Três mil pessoas devem ser contratadas diretamente para implementar o Terminal de Uso Privativo (TUP) e a Usina Termelétrica Petrocity e, após a conclusão das obras, serão desmobilizadas. A chegada dessa multidão de trabalhadores, majoritariamente homens, pressionará a infraestrutura das comunidades localizadas no entorno das obras, especialmente a saúde. A grande movimentação de serviços de alimentação e hospedagem será seguida de um profundo esvaziamento dessas demandas, podendo deixar ociosos os estabelecimentos que venham a se instalar ou ampliar em função das obras. Haverá redução da disponibilidade hídrica, em função da captação de água subterrânea para o complexo portuário.

Esses são alguns dos 38 impactos ambientais listados no Estudo de Impacto Ambiental (EIA) do projeto Petrocity, cuja apresentação às comunidades tradicionais diretamente afetadas foi feita em audiência pública realizada nesta sexta-feira (28) no centro de São Mateus, no norte do Estado.

Segundo o documento, disponibilizado no site do Instituto Brasileiro de Meio Ambiente e Recursos Naturais Renováveis (Ibama) – que em 2020, sob o comando do ministro Ricardo Sales, assumiu o licenciamento que havia sido negado por duas vezes seguidas pelo Instituto Estadual de Meio Ambiente e Recursos Hídricos (Iema) – “o empreendimento será composto por um acesso rodoviário, uma área portuária com sete berços de atração conectados, por meio de uma ponte de acesso, a um retroporto onde ficarão as estruturas destinadas a armazenamentos, áreas e pátios de estocagem, edificações, áreas de circulação e dispositivos destinados ao tratamento de efluentes e à gestão adequada de resíduos sólidos, assim como as estruturas da UTE”.

A previsão é de que 19 embarcações circulem mensalmente no TUP, que deve ter um canal de acesso com profundidade de 16 metros (acima da média nacional de 13,5 metros). “Estima-se que no quarto ano de operação, o TUP movimente 774.259 TEU [contêiner padrão de 20 pés] de cargas que incluem: rochas ornamentais, produtos agropecuários (café, mamão, coco, macadâmia, pecuária de corte e leiteira), veículos, papel e celulose, etc, facilitando o escoamento das regiões norte e noroeste do Espírito Santo, Zona da Mata mineira, Vale do Rio Doce, Vale do Mucuri, Vale do Jequitinhonha e sul e extremo sul baiano. No décimo ano de operação a estimativa é que haja um volume de carga de 1.067.222 TEU”.

Invisibilidade das comunidades

O EIA cita como três comunidades na Área Diretamente Afetada (ADA): Campo Grande, Urussuquara e Barra Seca, sendo a primeira uma comunidade tradicional de catadores de caranguejos e as demais formada basicamente por pescadores artesanais.

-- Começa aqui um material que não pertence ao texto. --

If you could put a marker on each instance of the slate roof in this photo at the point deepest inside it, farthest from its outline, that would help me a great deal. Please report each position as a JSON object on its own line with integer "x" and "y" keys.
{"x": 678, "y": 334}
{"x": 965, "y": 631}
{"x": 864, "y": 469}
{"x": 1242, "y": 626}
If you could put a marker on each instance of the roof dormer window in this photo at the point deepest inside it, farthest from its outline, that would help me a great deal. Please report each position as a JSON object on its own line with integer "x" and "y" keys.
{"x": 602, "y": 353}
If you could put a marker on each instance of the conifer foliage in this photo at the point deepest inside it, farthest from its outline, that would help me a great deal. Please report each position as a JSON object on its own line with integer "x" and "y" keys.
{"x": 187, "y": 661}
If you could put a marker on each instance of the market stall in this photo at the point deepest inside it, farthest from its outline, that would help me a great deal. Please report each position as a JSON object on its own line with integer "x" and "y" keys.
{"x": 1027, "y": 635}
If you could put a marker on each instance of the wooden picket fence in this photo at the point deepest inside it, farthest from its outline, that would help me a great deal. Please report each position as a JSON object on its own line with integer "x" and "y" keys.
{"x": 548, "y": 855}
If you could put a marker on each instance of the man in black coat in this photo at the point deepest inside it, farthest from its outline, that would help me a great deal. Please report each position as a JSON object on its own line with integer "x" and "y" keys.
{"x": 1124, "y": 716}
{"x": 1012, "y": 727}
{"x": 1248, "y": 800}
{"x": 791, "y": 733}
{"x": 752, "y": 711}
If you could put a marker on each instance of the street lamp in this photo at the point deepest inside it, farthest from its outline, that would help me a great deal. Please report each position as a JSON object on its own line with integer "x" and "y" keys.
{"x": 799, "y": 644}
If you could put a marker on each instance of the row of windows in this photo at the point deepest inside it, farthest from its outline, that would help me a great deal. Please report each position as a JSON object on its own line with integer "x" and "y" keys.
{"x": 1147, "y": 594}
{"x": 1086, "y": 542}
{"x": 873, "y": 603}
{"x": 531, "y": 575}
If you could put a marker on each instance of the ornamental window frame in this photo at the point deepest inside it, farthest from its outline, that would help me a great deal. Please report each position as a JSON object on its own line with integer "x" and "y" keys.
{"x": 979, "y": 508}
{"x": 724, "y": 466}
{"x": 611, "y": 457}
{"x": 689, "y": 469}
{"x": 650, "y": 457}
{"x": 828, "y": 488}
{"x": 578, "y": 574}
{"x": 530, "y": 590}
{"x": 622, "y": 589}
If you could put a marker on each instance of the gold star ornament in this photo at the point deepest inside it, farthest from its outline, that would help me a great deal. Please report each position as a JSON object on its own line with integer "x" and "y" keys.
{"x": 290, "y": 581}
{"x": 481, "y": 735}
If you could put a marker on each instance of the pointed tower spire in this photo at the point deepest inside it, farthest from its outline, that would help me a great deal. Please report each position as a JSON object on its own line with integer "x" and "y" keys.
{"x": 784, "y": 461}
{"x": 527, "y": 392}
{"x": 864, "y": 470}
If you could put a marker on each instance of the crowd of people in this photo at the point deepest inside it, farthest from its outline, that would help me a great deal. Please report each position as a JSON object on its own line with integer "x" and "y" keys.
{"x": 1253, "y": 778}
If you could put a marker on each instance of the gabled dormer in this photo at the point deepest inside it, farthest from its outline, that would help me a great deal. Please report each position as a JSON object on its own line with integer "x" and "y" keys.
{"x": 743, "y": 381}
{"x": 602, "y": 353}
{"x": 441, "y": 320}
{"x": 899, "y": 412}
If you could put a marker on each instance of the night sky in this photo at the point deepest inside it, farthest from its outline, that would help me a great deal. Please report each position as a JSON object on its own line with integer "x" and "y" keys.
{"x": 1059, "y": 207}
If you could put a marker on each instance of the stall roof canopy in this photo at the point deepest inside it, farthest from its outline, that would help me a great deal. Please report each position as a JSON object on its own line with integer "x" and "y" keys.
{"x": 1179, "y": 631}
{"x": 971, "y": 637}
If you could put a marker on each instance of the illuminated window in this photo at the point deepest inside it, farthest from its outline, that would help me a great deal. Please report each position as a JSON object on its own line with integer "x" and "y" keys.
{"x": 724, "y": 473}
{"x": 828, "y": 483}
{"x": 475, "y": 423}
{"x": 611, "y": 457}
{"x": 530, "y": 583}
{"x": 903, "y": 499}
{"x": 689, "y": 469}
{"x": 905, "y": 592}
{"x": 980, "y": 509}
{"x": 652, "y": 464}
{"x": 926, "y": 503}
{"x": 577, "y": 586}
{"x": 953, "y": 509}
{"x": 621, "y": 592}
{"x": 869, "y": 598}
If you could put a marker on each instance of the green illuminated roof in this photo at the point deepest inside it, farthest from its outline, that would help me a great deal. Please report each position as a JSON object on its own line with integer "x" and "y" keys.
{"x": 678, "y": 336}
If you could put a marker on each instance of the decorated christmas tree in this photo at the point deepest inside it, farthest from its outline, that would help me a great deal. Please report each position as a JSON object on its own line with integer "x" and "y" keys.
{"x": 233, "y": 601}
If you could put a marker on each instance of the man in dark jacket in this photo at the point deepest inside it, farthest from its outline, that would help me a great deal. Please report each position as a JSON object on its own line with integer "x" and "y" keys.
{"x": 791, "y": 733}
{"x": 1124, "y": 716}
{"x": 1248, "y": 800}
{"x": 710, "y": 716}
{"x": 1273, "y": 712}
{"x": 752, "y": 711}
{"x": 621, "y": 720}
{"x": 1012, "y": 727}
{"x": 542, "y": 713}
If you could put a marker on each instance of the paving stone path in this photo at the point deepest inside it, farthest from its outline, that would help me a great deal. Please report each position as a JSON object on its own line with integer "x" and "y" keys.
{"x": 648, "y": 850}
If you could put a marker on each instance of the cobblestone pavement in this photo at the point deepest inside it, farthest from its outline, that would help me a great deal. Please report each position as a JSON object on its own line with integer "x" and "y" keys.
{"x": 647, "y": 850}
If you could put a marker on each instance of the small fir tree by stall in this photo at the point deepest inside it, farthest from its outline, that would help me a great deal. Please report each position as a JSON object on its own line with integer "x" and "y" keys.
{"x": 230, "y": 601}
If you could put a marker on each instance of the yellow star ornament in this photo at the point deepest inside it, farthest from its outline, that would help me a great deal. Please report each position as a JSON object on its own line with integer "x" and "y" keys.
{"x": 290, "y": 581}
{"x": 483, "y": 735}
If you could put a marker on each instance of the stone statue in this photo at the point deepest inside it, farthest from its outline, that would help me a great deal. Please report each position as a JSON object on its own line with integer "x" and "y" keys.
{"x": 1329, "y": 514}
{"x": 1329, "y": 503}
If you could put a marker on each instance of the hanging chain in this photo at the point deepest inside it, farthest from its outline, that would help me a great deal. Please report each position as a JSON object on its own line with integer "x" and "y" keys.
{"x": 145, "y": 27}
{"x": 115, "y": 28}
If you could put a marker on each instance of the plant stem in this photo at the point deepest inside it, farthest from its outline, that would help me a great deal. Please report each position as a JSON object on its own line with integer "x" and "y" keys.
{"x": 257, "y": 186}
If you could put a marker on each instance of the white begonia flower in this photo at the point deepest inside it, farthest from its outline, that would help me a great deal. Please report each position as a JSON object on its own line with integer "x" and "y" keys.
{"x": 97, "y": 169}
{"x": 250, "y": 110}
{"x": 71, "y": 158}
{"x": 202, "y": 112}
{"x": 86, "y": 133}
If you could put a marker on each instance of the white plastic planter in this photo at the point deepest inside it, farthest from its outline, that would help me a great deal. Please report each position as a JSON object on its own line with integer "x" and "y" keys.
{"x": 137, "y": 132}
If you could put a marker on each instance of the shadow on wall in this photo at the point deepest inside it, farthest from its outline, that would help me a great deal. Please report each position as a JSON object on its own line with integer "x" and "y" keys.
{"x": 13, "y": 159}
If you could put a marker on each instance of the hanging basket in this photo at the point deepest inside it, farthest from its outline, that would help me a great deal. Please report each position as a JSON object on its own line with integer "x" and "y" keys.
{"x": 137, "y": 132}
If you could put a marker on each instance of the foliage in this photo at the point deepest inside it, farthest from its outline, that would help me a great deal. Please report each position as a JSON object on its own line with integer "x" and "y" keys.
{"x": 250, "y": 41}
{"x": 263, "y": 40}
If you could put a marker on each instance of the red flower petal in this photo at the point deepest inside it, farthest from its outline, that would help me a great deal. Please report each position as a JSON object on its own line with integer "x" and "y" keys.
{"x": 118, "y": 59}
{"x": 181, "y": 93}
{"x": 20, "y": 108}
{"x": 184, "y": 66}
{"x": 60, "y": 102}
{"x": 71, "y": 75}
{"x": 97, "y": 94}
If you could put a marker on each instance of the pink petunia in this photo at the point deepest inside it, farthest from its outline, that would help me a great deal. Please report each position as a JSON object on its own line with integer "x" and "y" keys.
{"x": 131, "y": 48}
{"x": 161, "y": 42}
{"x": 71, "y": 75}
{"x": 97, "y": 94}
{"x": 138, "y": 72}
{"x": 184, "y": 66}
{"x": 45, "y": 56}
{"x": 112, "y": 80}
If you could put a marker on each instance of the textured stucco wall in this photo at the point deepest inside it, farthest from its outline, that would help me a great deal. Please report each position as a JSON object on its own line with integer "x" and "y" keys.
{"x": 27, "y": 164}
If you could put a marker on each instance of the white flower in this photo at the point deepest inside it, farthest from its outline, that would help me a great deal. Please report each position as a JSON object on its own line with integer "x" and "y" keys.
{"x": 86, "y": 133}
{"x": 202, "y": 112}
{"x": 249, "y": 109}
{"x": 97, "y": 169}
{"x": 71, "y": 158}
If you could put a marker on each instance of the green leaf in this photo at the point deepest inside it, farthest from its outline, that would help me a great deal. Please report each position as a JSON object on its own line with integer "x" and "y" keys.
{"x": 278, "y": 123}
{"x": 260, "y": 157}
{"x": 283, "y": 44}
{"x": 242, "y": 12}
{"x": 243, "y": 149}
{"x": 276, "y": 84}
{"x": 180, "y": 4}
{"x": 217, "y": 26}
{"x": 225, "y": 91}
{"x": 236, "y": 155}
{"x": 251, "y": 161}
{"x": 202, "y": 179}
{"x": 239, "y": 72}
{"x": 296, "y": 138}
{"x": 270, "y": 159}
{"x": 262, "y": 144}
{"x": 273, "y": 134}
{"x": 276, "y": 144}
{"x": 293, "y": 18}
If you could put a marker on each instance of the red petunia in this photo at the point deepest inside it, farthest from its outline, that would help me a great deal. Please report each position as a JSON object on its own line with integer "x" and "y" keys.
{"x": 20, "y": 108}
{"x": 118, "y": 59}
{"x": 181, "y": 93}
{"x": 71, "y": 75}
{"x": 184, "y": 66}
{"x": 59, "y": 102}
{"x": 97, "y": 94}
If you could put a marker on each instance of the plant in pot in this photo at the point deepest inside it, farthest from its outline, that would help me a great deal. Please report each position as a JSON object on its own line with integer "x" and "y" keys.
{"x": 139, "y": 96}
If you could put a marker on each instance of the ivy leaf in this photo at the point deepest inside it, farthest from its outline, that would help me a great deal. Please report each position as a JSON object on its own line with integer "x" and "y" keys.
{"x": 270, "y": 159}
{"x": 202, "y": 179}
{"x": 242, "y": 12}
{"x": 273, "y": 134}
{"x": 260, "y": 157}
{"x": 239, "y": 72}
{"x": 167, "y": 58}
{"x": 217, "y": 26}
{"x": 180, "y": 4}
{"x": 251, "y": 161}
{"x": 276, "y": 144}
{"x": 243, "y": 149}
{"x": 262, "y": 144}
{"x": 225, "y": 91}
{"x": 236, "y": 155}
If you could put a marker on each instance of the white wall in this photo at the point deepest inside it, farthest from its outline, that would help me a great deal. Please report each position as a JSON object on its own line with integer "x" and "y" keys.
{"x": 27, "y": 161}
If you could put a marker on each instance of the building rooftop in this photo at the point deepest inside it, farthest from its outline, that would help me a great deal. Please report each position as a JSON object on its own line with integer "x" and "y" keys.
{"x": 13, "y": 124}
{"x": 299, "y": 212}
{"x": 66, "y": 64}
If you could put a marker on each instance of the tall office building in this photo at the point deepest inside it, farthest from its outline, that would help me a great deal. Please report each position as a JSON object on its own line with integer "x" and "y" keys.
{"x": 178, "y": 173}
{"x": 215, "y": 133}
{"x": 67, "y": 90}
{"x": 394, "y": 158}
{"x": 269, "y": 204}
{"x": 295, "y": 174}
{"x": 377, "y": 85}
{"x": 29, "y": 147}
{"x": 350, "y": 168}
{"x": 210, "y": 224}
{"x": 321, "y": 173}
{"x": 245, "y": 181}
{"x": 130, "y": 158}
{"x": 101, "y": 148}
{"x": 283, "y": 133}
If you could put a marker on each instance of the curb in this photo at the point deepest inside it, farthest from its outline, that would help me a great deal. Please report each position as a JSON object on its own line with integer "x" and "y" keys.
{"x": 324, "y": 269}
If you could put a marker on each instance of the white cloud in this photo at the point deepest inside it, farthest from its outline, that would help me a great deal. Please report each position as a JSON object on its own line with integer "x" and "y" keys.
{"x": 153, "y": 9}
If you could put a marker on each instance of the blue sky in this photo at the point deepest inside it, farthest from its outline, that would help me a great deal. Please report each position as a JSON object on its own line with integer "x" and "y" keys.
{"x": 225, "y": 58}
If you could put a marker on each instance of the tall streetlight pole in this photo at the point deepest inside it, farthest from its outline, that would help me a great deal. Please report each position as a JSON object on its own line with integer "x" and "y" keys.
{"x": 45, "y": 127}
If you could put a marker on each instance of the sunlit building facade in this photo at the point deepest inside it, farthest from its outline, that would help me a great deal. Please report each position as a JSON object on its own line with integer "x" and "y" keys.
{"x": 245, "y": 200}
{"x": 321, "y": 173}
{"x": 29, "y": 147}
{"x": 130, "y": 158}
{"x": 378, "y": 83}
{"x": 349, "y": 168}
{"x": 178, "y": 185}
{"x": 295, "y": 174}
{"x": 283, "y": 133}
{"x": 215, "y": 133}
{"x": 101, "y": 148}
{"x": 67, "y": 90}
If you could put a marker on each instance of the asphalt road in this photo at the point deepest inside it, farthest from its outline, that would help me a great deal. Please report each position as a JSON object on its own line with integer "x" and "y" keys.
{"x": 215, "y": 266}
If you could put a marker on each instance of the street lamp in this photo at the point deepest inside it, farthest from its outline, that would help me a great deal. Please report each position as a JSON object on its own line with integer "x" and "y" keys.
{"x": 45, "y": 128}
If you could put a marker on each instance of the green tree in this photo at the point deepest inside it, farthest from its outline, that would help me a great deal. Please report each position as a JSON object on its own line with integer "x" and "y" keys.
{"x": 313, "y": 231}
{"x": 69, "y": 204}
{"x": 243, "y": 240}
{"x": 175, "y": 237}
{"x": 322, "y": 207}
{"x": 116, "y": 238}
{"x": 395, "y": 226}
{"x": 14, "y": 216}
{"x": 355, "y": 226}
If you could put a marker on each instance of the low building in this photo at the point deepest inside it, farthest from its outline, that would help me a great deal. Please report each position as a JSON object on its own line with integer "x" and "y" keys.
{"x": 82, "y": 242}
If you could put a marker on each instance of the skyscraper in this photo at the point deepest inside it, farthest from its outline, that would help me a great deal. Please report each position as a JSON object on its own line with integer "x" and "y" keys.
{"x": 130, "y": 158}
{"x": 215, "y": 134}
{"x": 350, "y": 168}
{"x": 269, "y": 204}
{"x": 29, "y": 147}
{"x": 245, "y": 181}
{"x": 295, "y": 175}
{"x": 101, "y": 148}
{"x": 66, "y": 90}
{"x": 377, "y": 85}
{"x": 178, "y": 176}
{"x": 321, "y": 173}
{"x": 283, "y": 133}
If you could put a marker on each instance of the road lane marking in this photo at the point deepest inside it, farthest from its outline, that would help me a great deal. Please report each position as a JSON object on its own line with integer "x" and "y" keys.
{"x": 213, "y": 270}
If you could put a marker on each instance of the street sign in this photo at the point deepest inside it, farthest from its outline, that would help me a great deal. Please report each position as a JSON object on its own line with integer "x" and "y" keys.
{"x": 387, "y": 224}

“A comunidade de Urussuquara faz vizinhança com a comunidade do Campo Grande ao norte, cerca de 5 km, e com a comunidade da Barra Seca ao sul, cerca de 4km. Em comum, as três comunidades têm a pesca como atividade tradicional e o turismo como atividade de grande ascensão recente”, descreve.

Há, no entanto, mais meia dúzia de comunidades que serão afetadas pelo empreendimento, conforme entendimento das mesmas, e que não estão analisadas no EIA: Barra Nova Sul, Barra Nova Norte, Nativo, São Miguel, Ferrugem e Sítio da Ponta. “Todas serão diretamente afetadas, porque são comunidades de povos tradicionais que vivem da pesca e vai ser retirado delas a pesca, o lazer, tudo o que traz sustentabilidade para elas. Nós temos o nosso cultural, o nosso social, vivemos desse oceano. Precisamos que a Petrocity não veja só o lado dela”, afirmou a presidente da Associação dos Pescadores, Catadores de Caranguejo, Agricultores, Moradores e Assemelhados de Campo Grande de Barra Nova (Apescama), Kelly Ramalho de Sena, às vésperas da realização da audiência.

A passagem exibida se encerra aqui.